Vor Jahren versuchten die Ranger, die Tiere zu füttern. Sie haben Heu ausgelegt und Hafer. George Ismailos hat die Pferde aus der Ferne beobachtet. Ein paar waren neugierig, haben dran geschnuppert, bald stand ein Dutzend um das Futter herum. Aber keines hat es angetastet, nicht mal probiert.

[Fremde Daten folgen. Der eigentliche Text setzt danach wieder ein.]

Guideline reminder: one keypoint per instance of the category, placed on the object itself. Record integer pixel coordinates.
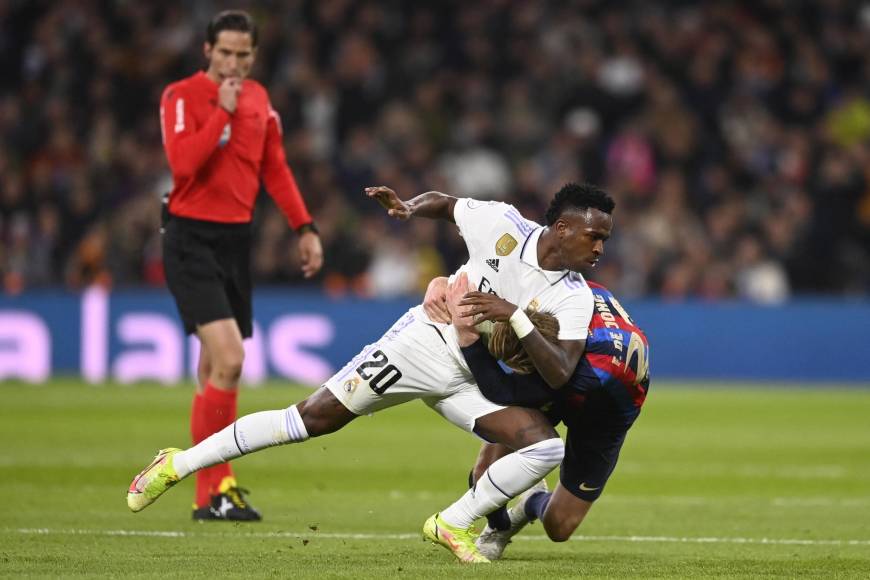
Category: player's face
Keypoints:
(231, 56)
(582, 234)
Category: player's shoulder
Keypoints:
(494, 215)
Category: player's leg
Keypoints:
(590, 458)
(323, 414)
(490, 453)
(561, 511)
(537, 449)
(220, 365)
(370, 382)
(199, 430)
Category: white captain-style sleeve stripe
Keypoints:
(476, 219)
(524, 226)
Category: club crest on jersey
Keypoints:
(350, 385)
(505, 245)
(225, 136)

Vielleicht waren sie skeptisch, weil sie es nicht kannten, sagt Ismailos. Vielleicht hätten sie auch die Pestizide gerochen. „Danach kamen die Ziegen und waren weniger wählerisch, die haben alles aufgefressen.“

Wildpferd unter Beobachtung.
Wildpferd unter Beobachtung.

© Panagis Kavallieratos

Einige Weggabelungen weiter grast schon das nächste Pferd, steht mitten auf dem Weg. Am Ende der Wanderung werden es sieben sein. Jedes eine kleine Sensation.

Weil es auf der Insel keine Wölfe gibt und auch sonst keine natürlichen Feinde, ist ihre Zahl in den vergangenen Jahren noch einmal deutlich gewachsen, sagt der Ranger. Erst vor drei Tagen sei wieder ein Fohlen geboren worden. „Bald werden es 50 sein.“

Einige lebten inzwischen mehrere Kilometer weiter unten am Hang. Und würden dort beginnen, das Verhalten der domestizierten Artgenossen zu kopieren. „Sie verlieren die Scheu vor den Menschen.“ Mittlerweile erreichten ihn Anrufe von Dorfbewohnern. Die beschwerten sich, dass die Pferde ihre Gärten demolierten.

An diesen Tieren könne man nun sogar mit dem Auto vorbeifahren, ohne dass diese Reißaus nähmen. Aber wer will das schon. Sind ja keine echten Wildpferde mehr.